Some authors recommended that final finishing of Ketac fil restorations can be accomplished 15 minutes after placement without impairing their clinical performance.100,101
The behavior of the setting glass ionomer cement when the surface is exposed to air and/or moisture has been well documented.25,26 However, clinical observations confirm that chemical maturation is not achieved in these cements for probably 24 hours or more.102 For this reason, the cement must be allowed to mature completely under a protective coating in order to maintain its physical properties and to allow an optimum degree of translucency with improved esthetics.103 Application of low viscosity, single component, light activated resin bonding agents were effective in inhibiting outflow of water from the cement to a significant extent for at least the first 60 minutes of the setting reaction.104 Recently, it was found that covering the cement with glazing agent offer the same degree of protection and color stability as the bonding agent.105 It was found that the chemically activated bonding resins are not able to control water outflow.
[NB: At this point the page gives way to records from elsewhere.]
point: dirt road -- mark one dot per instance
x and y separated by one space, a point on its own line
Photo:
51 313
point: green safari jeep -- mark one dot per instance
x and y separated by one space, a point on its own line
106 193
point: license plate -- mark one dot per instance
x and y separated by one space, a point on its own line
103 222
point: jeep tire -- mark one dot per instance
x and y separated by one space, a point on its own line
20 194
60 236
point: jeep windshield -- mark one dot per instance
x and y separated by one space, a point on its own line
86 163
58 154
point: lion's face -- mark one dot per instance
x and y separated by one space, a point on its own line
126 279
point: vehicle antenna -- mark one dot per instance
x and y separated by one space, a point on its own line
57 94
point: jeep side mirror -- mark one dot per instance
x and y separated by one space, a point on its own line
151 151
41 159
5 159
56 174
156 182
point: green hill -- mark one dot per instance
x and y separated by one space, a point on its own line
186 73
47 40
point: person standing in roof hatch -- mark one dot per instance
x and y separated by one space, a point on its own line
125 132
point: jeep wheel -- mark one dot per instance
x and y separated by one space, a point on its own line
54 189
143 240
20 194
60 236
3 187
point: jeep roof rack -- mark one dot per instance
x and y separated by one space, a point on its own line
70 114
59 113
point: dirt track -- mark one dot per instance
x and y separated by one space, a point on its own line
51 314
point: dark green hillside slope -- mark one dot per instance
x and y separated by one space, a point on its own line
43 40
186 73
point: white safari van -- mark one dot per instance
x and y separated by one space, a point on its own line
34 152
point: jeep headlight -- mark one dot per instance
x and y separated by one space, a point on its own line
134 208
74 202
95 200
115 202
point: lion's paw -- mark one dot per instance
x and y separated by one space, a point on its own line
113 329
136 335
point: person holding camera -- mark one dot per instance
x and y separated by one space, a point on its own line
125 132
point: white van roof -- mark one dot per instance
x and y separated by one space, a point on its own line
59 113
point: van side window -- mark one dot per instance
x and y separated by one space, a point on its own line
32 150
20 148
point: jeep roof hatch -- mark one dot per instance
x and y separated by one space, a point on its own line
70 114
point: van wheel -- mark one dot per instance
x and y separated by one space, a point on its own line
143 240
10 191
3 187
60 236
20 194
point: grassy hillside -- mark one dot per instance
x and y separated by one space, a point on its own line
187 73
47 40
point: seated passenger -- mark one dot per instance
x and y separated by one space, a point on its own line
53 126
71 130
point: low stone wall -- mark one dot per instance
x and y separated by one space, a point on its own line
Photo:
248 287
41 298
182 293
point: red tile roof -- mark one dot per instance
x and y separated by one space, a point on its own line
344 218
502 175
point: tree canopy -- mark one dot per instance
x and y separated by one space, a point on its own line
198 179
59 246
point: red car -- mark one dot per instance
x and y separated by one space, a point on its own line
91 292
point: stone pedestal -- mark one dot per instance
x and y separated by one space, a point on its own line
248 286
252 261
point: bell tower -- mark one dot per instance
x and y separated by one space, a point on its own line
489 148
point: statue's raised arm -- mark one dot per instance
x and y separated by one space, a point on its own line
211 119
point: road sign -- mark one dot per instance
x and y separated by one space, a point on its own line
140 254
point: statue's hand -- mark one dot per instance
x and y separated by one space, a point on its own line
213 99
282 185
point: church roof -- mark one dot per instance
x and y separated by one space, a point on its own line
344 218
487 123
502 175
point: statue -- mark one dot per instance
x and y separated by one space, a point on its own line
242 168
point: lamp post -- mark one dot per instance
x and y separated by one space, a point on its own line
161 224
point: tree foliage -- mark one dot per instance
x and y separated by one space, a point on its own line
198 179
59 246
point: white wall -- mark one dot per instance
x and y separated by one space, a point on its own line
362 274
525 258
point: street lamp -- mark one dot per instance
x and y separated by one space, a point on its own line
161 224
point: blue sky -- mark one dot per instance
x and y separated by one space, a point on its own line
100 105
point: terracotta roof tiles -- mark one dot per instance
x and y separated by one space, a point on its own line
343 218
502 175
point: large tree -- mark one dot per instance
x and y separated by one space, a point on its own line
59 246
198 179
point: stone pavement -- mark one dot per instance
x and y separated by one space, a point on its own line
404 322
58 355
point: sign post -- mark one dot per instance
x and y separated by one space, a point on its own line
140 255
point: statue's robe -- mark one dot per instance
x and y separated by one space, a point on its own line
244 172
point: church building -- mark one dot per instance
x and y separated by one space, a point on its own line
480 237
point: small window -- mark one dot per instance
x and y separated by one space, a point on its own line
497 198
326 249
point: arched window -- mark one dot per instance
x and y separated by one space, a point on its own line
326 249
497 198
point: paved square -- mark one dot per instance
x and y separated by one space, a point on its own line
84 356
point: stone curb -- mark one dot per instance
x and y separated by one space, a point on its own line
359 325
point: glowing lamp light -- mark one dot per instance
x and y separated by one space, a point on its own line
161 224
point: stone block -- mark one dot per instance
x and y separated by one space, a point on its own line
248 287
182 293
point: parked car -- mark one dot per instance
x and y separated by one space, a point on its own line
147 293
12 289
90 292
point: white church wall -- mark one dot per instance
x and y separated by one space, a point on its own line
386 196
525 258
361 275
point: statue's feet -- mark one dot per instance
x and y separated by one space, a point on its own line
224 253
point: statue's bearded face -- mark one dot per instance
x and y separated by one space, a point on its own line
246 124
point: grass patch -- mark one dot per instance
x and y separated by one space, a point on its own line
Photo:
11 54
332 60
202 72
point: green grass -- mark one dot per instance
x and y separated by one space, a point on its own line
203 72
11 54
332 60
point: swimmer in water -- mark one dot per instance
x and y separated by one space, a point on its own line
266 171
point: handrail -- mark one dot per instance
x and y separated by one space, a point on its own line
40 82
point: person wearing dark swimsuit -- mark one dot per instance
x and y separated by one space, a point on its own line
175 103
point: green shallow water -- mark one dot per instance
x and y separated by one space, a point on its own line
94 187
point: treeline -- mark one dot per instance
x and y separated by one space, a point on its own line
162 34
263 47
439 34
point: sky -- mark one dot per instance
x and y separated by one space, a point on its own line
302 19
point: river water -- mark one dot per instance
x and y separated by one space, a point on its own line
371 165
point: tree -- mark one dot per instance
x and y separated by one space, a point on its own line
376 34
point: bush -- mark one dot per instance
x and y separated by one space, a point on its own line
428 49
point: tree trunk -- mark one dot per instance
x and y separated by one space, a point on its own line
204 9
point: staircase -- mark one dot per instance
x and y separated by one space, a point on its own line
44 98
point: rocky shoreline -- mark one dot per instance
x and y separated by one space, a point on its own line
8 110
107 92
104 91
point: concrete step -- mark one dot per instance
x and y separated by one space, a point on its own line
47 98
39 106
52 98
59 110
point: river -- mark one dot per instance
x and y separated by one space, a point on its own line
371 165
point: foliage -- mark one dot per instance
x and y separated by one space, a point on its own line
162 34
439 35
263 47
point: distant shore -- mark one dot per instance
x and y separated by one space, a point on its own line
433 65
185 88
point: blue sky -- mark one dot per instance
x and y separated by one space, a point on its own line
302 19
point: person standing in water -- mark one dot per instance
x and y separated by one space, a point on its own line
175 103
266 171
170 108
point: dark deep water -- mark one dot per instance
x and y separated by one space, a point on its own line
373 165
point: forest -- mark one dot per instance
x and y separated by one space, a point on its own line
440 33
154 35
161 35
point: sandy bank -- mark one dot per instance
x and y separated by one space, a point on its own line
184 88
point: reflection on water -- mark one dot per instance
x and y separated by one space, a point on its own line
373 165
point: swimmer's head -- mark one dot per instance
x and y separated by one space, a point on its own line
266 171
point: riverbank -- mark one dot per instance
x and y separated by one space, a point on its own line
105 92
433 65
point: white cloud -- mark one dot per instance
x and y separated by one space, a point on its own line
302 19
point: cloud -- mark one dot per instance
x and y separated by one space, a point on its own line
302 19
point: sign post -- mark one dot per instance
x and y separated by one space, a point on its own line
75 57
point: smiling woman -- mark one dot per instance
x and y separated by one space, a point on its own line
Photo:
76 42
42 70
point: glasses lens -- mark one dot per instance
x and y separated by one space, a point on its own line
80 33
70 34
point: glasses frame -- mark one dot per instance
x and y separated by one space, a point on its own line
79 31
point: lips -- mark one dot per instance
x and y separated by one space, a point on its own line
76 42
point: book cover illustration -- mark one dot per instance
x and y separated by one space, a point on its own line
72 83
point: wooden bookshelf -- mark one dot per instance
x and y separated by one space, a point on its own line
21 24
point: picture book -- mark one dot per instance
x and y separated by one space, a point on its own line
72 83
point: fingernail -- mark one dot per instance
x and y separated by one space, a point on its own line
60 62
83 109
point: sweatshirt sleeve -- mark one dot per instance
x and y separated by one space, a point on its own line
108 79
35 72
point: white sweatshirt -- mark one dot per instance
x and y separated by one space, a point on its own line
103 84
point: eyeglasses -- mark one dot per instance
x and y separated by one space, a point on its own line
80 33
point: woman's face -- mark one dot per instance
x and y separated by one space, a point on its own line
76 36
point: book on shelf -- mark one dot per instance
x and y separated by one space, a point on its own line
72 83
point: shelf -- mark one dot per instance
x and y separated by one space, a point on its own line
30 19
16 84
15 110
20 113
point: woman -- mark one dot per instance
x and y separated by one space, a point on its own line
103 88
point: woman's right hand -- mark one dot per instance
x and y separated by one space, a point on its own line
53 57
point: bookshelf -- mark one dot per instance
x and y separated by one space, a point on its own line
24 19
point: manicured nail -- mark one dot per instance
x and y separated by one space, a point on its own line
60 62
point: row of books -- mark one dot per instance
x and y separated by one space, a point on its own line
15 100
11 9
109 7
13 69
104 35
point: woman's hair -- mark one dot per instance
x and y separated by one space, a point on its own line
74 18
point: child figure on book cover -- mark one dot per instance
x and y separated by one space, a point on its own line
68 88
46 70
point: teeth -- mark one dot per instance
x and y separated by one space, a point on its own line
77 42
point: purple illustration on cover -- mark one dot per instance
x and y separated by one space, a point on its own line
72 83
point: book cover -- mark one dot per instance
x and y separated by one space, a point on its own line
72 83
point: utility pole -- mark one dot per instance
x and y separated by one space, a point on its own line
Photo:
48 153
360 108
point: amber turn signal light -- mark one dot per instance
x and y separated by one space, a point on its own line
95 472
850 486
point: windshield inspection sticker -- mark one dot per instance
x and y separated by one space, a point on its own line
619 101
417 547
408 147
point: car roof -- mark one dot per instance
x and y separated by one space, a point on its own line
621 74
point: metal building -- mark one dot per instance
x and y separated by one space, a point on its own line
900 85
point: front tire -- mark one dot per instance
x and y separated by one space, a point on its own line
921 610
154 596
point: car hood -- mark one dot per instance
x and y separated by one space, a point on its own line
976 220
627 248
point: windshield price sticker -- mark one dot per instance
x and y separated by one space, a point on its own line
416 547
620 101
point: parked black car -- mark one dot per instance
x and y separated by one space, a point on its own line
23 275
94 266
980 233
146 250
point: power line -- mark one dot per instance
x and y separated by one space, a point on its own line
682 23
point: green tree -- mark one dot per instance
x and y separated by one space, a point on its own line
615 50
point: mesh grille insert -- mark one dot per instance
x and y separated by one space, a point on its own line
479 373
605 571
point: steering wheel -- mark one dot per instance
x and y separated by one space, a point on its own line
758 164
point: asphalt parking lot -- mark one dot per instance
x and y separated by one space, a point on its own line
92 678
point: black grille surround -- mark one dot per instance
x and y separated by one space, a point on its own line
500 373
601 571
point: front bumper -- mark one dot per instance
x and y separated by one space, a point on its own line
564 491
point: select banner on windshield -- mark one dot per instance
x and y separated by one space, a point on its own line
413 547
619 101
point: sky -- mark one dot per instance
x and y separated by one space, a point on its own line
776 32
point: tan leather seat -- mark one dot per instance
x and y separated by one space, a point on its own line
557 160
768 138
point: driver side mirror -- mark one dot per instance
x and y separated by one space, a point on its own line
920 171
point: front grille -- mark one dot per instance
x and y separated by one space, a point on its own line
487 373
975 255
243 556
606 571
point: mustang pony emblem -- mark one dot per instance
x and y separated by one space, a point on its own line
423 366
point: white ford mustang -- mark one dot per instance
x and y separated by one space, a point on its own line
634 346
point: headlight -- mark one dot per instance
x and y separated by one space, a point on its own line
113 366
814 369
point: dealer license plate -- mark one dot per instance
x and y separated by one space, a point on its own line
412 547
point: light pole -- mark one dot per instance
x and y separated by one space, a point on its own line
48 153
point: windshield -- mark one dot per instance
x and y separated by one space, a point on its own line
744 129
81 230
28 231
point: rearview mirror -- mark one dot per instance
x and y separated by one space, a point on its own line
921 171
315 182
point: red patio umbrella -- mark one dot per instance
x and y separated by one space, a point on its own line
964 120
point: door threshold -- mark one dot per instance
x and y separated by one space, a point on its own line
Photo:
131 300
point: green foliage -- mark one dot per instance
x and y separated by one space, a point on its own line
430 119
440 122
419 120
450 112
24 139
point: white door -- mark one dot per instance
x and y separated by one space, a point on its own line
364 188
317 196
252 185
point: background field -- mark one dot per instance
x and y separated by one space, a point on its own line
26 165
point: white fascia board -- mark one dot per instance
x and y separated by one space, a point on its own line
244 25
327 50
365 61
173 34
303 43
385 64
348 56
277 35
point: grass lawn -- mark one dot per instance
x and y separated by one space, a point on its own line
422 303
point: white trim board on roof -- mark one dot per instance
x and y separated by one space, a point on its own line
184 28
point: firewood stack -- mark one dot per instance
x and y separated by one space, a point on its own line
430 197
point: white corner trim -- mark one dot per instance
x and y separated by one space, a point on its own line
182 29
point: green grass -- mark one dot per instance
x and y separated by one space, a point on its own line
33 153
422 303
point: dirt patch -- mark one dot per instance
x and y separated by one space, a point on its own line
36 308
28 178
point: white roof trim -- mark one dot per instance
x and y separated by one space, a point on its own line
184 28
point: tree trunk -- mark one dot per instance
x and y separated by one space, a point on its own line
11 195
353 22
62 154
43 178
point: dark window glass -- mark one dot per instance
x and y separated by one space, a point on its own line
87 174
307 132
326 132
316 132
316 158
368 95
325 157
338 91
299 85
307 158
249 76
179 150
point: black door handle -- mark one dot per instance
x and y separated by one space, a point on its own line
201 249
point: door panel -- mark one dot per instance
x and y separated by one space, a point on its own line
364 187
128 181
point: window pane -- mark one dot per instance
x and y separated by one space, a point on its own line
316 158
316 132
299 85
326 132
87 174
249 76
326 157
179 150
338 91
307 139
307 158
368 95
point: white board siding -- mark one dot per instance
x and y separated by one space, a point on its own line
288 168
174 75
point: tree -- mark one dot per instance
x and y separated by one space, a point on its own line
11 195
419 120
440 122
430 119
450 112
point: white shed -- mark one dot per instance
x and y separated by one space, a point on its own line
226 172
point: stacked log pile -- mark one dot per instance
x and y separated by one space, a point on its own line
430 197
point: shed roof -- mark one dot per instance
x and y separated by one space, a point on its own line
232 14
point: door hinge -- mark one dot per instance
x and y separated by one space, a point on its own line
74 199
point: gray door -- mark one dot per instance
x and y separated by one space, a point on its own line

The GIC varnishes also were ineffective in preventing the outflow of water from the glass ionomer cement. 104,106,107

Glass ionomer cement, introduced 21 years ago, was the first adhesive restorative material with cariostatic property. It was mainly used for restoring root caries, erosion and abrasion problems. Since its early development by Wilson and Kent and subsequent commercial development by ASPA, great changes in properties and handling characteristics have occurred.
Recently, specifically designed materials for the various clinical applications have become available. The currently accepted classification of GICs includes: luting, restorative, reinforced and lining cements. These cements permit a wide variety of clinical applications including: cementation of castings, restoration of minimal lesions, crown buildups and cavity lining. GICs have been recognized by pediatric dentists as being well suited to preventive dentistry demands.
Great attention to details of application and manufacturer direction should be followed to have durable restorations. It is expected that improvements will occur in the coming years regarding esthetic, strength and abrasion resistance resulting in improved material for restoration of anterior and posterior teeth.